Après Les Mauvaise herbes, L’Attente ou encore La Saison des pluies, Keum Suk Gendry-Kim retrouve son pays pour un récit à la fois intimiste et universel qui aborde la question de la maternité et plus largement de la place de la femme dans la société contemporaine…
« Faire des enfants est un devoir » : ainsi parle la mère de l’héroïne pudiquement baptisée Bada même s’il s’agit bien ici de l’histoire de l’autrice Keum Suk Gendry-Kim. Mais Bada, elle, ne veut pas d’enfant pour se consacrer pleinement à son métier. Enfin, c’est ce qu’elle déclare à sa meilleure amie, Soomi, qui vient de lui confier qu’elle est pour sa part enceinte.
« D’après le gynécologue, beaucoup de couples ont des difficultés à avoir des enfants. Alors j’étais inquiète… », dit Soomi, « Mais, aussitôt après avoir arrêté la pilule, je suis tombée enceinte ».
Mais Bada a menti. En fait, Bada et son mari, San, font tout depuis quelques temps pour avoir un enfant. Elle a arrêté de fumer, fait du sport, note au quotidien sa température pour comprendre son cycle reproductif, surveille ses périodes d’ovulation, lève les jambes en l’air après avoir fait l’amour espérant faciliter la rencontre du sperme avec ses ovules… Mais rien n’y fait.
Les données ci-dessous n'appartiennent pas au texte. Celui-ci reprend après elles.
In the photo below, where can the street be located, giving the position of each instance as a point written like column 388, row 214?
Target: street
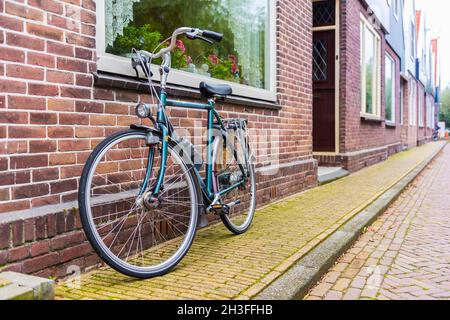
column 405, row 255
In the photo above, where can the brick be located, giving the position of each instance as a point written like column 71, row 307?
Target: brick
column 38, row 89
column 20, row 40
column 40, row 248
column 19, row 10
column 76, row 93
column 31, row 191
column 17, row 231
column 4, row 194
column 45, row 31
column 89, row 107
column 103, row 120
column 104, row 94
column 73, row 119
column 88, row 132
column 14, row 206
column 26, row 132
column 47, row 174
column 24, row 72
column 26, row 103
column 59, row 77
column 3, row 164
column 31, row 161
column 11, row 23
column 29, row 228
column 12, row 86
column 60, row 49
column 14, row 117
column 75, row 252
column 18, row 254
column 71, row 65
column 5, row 236
column 83, row 53
column 45, row 201
column 64, row 23
column 61, row 105
column 79, row 40
column 11, row 54
column 84, row 80
column 43, row 118
column 63, row 186
column 13, row 147
column 88, row 4
column 61, row 132
column 73, row 145
column 40, row 263
column 41, row 59
column 71, row 172
column 47, row 5
column 62, row 159
column 42, row 146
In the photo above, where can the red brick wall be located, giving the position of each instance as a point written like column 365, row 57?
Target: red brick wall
column 52, row 115
column 357, row 134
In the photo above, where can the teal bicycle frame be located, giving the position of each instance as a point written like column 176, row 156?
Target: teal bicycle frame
column 207, row 184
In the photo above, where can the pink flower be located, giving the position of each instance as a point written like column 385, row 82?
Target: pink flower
column 180, row 45
column 232, row 58
column 234, row 68
column 214, row 59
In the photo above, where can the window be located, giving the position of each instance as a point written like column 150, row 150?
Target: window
column 402, row 101
column 421, row 107
column 413, row 40
column 370, row 70
column 245, row 57
column 396, row 9
column 412, row 103
column 390, row 88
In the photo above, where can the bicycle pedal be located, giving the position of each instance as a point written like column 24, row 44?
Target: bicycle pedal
column 204, row 222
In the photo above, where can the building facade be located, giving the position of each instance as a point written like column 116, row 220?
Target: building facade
column 367, row 87
column 66, row 83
Alors, Bada et San se résignent à faire des tests de fertilité à l’hôpital. Diagnostic : une ovaire gauche défaillante, une concentration de spermatozoïdes inférieure à la moyenne, bref de quoi compliquer les choses. Et de commencer le parcours du combattant pour une fécondation in vitro : les injections afin de stimuler les ovaires, la ponction folliculaire pour recueillir les ovocytes, le recueil du sperme, la fécondation… Mais toujours rien.
Entre espoirs et désillusions, pressions familiales et errances médicales, Bada en vient à se demander pourquoi elle tient tant à avoir un enfant.
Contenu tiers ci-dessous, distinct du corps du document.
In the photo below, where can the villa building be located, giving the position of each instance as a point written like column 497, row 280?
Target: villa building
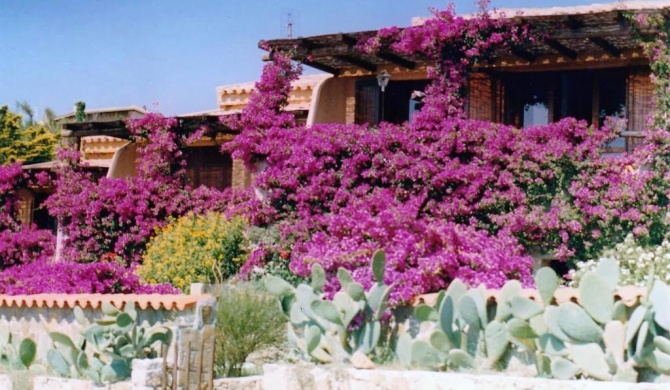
column 589, row 66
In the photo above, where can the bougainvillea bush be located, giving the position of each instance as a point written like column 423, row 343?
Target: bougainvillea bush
column 446, row 197
column 119, row 215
« Parce que mon mari le veut ? À cause de la pression de ma mère et de mes beaux-parents ? Parce que j’ai peur de ne pas pouvoir tomber enceinte l’âge venant? »
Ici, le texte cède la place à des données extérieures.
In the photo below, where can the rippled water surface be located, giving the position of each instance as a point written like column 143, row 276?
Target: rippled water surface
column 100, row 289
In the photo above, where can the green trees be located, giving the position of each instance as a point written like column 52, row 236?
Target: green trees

Peut-être un peu tout ça en même temps. En Corée-du-Sud comme un peu partout dans le monde, les injonctions à la maternité sont encore très fortes, à tel point que certaines femmes font des enfants quasiment en mode automatique, sans se poser de questions, les bonnes questions. Pour Bada, l’incapacité biologique de procréer va fatalement l’amener à se les poser…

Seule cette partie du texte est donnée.